News and Tribune

March 25, 2014

New Albany High School theater: judged and good to go

Program going to international festival in June


NEW ALBANY — With one shot to wow them, they took the stage and made sure this run was their best.

Their efforts paid off. Students in New Albany High School’s Theater Arts Program got their first invitation in two years to take a show to the International Thespian Festival in June in Lincoln, Neb.

“Antigone,” a Greek tragedy, is a departure from the musicals the school has taken in the past. But two seniors in the show said that might have been what caught the attention of the judges in the audience on March 8.

Kyle Bolen, who went to the festival under David Longest’s direction in their joint show with Floyd Central High School, “The Drowsy Chaperone,” said it was tough knowing someone was in the audience doing more than watching. But he said it apparently caught the attention of judges from the International Thespian Society.

“I believe that we had more energy that night than the rest of our performances,” Bolen, a member of the chorus and a featured aerialist, said. “That night, we were all just as one going on stage rather than just going in and doing a show.”

Gina Cisto, the school’s director, got a translation of the show from Cornell University’s David Feldsuh. That version of the play, compiled from 12 different translations, had never been performed by a high school theater group.

Featuring fight scenes, acrobatic silks hung from the stage and other dynamics, Bolen said it was a big challenge for the students, especially since none of them really had any acrobatics training prior to this show.

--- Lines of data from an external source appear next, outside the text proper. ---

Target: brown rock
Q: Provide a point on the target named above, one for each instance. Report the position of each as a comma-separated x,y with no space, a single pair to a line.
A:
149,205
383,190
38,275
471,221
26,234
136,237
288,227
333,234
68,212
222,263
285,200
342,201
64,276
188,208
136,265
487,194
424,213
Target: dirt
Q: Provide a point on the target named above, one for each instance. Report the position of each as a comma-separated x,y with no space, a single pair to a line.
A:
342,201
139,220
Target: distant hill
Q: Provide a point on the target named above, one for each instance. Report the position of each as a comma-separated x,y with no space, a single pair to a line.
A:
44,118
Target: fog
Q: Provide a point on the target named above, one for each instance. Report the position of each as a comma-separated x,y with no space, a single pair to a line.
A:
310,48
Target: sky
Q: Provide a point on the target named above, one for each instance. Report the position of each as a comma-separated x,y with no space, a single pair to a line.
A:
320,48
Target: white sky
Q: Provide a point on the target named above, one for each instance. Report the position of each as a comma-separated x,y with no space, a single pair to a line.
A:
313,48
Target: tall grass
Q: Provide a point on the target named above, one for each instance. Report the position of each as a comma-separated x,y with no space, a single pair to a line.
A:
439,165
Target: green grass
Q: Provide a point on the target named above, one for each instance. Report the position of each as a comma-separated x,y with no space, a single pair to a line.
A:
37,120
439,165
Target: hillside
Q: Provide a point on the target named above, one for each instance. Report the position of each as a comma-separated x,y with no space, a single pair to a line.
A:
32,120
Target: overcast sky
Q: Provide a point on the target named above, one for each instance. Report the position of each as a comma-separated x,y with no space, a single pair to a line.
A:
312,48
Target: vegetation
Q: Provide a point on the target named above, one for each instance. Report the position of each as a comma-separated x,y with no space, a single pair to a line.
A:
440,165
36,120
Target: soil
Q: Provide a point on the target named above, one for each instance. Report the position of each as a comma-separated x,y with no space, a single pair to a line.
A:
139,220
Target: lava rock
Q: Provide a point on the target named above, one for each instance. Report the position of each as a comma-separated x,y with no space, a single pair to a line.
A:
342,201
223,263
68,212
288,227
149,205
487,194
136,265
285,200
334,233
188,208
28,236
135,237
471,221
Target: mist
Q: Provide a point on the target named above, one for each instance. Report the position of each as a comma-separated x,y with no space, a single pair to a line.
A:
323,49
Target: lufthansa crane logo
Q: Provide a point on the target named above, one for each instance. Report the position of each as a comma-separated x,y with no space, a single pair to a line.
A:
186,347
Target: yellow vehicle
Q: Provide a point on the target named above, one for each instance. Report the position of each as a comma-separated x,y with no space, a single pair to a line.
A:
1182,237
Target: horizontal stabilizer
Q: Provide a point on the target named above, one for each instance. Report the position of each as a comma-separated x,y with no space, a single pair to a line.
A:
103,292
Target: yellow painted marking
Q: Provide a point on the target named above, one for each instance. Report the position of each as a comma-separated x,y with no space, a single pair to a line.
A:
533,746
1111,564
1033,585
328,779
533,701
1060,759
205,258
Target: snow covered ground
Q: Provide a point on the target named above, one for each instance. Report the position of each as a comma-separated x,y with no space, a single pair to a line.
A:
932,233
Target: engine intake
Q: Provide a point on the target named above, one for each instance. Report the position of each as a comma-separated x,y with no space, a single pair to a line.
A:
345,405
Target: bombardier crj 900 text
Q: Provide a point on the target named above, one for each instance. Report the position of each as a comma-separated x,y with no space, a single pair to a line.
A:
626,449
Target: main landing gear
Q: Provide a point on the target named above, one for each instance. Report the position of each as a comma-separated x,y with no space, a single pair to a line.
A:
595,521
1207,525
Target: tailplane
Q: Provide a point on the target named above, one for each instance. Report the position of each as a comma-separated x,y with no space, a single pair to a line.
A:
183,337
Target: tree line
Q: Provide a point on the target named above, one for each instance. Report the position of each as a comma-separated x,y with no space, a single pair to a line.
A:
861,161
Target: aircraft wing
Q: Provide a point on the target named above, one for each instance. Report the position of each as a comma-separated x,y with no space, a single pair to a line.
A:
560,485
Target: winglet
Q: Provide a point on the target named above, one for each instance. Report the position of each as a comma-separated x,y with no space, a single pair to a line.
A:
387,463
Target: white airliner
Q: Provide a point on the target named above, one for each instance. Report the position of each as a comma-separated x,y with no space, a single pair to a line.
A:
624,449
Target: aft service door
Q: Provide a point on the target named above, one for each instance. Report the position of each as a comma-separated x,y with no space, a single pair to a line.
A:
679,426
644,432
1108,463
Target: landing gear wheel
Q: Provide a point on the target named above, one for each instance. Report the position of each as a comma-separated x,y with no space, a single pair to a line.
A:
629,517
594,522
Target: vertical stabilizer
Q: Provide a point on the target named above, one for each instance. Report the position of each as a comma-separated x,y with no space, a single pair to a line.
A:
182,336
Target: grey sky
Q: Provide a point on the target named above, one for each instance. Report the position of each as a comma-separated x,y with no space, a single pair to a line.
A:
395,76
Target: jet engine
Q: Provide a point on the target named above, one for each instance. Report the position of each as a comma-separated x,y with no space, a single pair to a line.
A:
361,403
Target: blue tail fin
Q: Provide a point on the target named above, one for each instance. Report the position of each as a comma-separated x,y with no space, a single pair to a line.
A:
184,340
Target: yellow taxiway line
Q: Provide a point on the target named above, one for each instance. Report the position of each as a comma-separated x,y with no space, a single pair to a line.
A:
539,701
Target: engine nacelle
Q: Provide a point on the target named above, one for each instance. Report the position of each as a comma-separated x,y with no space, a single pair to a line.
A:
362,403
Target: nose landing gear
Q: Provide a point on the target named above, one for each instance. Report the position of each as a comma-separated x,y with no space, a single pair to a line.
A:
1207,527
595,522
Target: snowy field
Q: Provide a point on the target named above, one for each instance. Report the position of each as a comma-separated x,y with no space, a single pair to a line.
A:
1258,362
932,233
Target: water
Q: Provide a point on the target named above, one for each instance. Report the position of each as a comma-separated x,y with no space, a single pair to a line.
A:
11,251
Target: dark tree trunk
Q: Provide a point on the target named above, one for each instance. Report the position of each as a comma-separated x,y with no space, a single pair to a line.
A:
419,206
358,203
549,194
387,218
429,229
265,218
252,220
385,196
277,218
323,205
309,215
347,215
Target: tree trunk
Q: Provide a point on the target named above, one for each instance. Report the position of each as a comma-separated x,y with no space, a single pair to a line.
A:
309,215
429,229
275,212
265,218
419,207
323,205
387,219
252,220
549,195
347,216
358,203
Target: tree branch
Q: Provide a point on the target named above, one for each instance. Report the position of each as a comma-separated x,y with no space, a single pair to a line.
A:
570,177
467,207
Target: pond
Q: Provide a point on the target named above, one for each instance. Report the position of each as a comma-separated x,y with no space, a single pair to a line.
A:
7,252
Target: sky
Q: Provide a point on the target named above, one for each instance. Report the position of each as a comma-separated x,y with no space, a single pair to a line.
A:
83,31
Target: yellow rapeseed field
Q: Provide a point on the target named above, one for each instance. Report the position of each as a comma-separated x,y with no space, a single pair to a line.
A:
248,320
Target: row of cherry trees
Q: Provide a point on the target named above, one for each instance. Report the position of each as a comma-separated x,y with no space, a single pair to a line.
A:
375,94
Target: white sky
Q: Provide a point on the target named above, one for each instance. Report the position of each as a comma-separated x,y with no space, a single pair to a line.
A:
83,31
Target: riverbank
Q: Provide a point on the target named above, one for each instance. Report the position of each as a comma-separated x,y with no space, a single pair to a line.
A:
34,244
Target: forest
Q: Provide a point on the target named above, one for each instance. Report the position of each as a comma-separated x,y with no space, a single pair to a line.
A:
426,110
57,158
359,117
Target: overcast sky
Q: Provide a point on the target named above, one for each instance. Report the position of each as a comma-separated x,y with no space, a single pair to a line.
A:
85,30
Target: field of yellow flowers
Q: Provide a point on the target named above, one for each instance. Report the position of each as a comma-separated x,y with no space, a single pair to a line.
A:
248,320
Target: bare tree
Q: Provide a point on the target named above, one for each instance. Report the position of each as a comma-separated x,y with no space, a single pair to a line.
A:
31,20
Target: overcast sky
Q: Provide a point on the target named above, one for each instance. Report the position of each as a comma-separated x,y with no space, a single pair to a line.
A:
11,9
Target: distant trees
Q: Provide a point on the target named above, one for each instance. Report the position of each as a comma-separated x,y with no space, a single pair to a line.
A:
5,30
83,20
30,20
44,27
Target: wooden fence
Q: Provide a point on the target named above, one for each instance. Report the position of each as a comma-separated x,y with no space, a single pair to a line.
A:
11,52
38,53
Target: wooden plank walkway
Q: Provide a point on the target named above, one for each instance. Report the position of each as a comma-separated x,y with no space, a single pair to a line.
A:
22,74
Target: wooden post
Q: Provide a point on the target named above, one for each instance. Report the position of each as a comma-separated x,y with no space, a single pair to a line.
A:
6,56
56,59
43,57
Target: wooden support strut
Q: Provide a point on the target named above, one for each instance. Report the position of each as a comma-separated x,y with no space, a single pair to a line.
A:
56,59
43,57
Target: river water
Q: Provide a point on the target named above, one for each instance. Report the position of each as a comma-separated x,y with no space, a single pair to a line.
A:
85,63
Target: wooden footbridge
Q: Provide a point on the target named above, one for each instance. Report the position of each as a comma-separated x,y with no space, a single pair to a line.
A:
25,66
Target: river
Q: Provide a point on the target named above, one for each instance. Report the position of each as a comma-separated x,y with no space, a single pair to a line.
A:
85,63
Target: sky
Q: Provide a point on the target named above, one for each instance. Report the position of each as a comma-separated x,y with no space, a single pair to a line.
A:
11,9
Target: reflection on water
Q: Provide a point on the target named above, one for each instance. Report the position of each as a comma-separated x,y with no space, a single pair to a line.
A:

“For the aerialists, we all had to do our routines together as one,” Bolen said. “We always had to watch each other to make sure we were always doing the same thing at the same time.”

Libby Schuld, double-cast as a member of the chorus and Eurydice, said though the show was out of the realm of what the school had taken to the festival before, it was still fun to put on stage.

“In the past, we’d done happy-go-lucky shows like ‘The Music Man’ or ‘Mary Poppins,’” Schuld said. “It was nice and breath of fresh air to act something different, but it was hard to channel that.”

But because the show wasn’t a comedy,  she said it was difficult to stay energetic throughout the performance, especially with the sadness throughout the play.

“With a musical, with all the numbers, there’s always dancing going on,” Schuld said. “Usually, everyone’s happy in a musical and this was a Greek tragedy. It was hard to keep our energy up when the energy of the show was really very depressing.”

Bolen said not only that, but an adjudicated show has its own set of challenges. Without a chance to rest up from scene to scene, he said it was hard for the cast to catch a breath.

“The hard part for us was that we were on stage the whole time,” Bolen said. “You couldn’t get tired during the middle of the show. Usually, you have time to go off and get rested for the next scene, but we were on the whole entire show. You had to stay in character the whole entire time.”

But both seniors said they were happy to end their careers at the high school on a high note.